Wired and Wireless Networks
The first video explores the two main types of networks: local area networks (LAN) and wide area networks (WAN). The reasons for networking stand-alone computers are outlined, and the potential disadvantages too. The connection options for devices on a network are briefly mentioned and covered in more detail in other videos in this topic.
The second video explains the factors that affect the performance of networks. This includes: bandwidth, the number of users, the transmission media, the error rate and latency.
The two ways of configuring services on a network are outlined in the third video. Client server, where devices are reliant on services provided and managed by a central server; and peer-to-peer where there is no server and each device provides services and files to other devices on the network. You can think of this as ‘dedicated servers’ vs ‘local hosts’.
The fourth video takes a deeper look at the hardware required for connecting a network. This includes network interface controllers (NIC), wireless access points (WAP), routers and switches. The differences between switches and routers are explained at a level suitable for GCSE. The different transmission media such as twisted pair (UTP/CAT) and fibre optic are also outlined.
The fifth video defines “the internet”, and explains how the internet works at a simplistic level with URLs (web addresses) and IP addresses. This includes outlining the purpose of a domain name server (DNS) and the need for routers. The concept of “hosting” is introduced and the term, “the cloud”, together with the advantages of storing files in the cloud.

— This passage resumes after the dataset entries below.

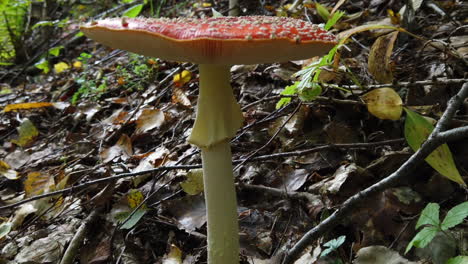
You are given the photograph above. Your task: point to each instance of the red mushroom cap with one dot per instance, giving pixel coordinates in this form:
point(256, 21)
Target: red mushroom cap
point(222, 40)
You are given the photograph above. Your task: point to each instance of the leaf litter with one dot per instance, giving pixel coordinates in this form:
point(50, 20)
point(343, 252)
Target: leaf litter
point(123, 113)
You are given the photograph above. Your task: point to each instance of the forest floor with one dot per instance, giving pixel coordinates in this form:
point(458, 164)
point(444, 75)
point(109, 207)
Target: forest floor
point(101, 135)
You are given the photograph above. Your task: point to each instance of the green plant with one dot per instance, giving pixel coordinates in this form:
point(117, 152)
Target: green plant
point(308, 86)
point(431, 224)
point(12, 28)
point(332, 245)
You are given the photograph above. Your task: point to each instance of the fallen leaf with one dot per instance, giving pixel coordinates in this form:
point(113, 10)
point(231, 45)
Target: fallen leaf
point(135, 198)
point(37, 183)
point(149, 119)
point(174, 256)
point(379, 254)
point(179, 97)
point(384, 103)
point(60, 67)
point(122, 149)
point(180, 79)
point(417, 130)
point(379, 62)
point(25, 106)
point(27, 134)
point(194, 183)
point(6, 171)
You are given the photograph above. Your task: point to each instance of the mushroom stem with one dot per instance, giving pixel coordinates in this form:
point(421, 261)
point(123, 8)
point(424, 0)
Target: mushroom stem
point(221, 204)
point(218, 118)
point(218, 113)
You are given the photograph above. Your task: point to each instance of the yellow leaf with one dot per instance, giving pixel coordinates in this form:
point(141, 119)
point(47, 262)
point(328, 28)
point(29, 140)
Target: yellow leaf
point(384, 103)
point(182, 78)
point(6, 171)
point(135, 198)
point(27, 134)
point(60, 67)
point(379, 62)
point(178, 96)
point(37, 183)
point(24, 106)
point(194, 183)
point(395, 18)
point(77, 64)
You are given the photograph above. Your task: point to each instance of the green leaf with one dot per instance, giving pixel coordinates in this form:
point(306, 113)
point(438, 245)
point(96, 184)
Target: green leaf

Not to be confused with virtual memory (1.2) or virtual storage (“the cloud” 1.4), a virtual network is the concept of using a software layer to apply security restrictions over a physical network. In doing so it provides a layer of “abstraction” (see 2.1) that changes the logical view of a network without impacting on the physical reality of the infrastructure. The sixth video explains the concept of virtual networks or VPNs at a level suitable for GCSE.